Rentrée : des difficultés à venir. Cette année encore l’affectation des élèves est difficile dans plusieurs académies du sud (Montpellier, Toulouse, Aix Marseille) dans l’enseignement professionnel, affirme JJ Hazan. Plus de deux mille élèves seraient en attente à Toulouse à l’entrée en seconde et première. « L’éducation nationale ne sais pas tirer parti des erreurs passées » souligne JJ Hazan qui rappelle que la situation était identique l’an dernier. En maternelle la dégradation continue. Dans plusieurs académies les enfants ne sont scolarisés qu’à 3 ans révolus. « Comment fera l’Education nationale en 2011 ? » interroge-t-il, « sachant qu’il y aura 50 000 enfants de plus du fait du mini baby boom de l’an 2000 ? »

Une question non résolue : les manuels de seconde.
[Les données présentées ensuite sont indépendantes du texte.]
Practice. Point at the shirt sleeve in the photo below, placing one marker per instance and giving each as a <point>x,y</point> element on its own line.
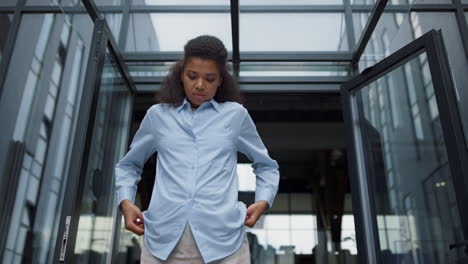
<point>128,169</point>
<point>265,168</point>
La FCPE a, à de maintes reprises, fait part au ministère de ses inquiétudes sur le coût pour les parents de l’achat des manuels de lycée à la prochaine rentrée, qu’elle évalue à environ 240 euros par élève entrant en seconde (plus de deux fois le coût habituel supporté par les familles). « Ce coût se répétera en plus sur trois années pour une même cohorte d’élèves qui suivra la mise en place progressive de la réforme en première puis en terminale », insiste JJ Hazan. La FCPE demande un remplacement échelonné des manuels scolaires sur plusieurs années, comme cela se met d’ailleurs en place à certains endroits. Actuellement les familles sont prises dans une confrontation entre l’Etat, qui ne veut rien entendre, et les régions. Or ces dernières ne pourront pas payer le surcoût des manuels. « Rien qu’en Ile-de-France il faudrait que la région paye 125 millions d’euros de frais supplémentaires , ce n’est pas possible ».

Remplacements : Faire respecter le droit à l’éducation. Patrice Portula rappelle le chiffre donné par le ministère : 90% des heures sont remplacées dès la première heure. Un taux qui semble très positif, mais qui montre que 10% des heures ne le sont pas. Au total on atteindrait 2,2 millions d’heures perdues, ce qui fait beaucoup pour un pays qui menace de sanctionner les familles au bout de quelques demi-journées d’absence. Sur son site « Yapacours » , la Fcpe a recueilli 25 000 déclarations d’absences non remplacées. Elle n’hésitera pas à faire condamner l’Etat si c’est nécessaire pour faire respecter le droit à l’éducation. La Fcpe veut « des actes ».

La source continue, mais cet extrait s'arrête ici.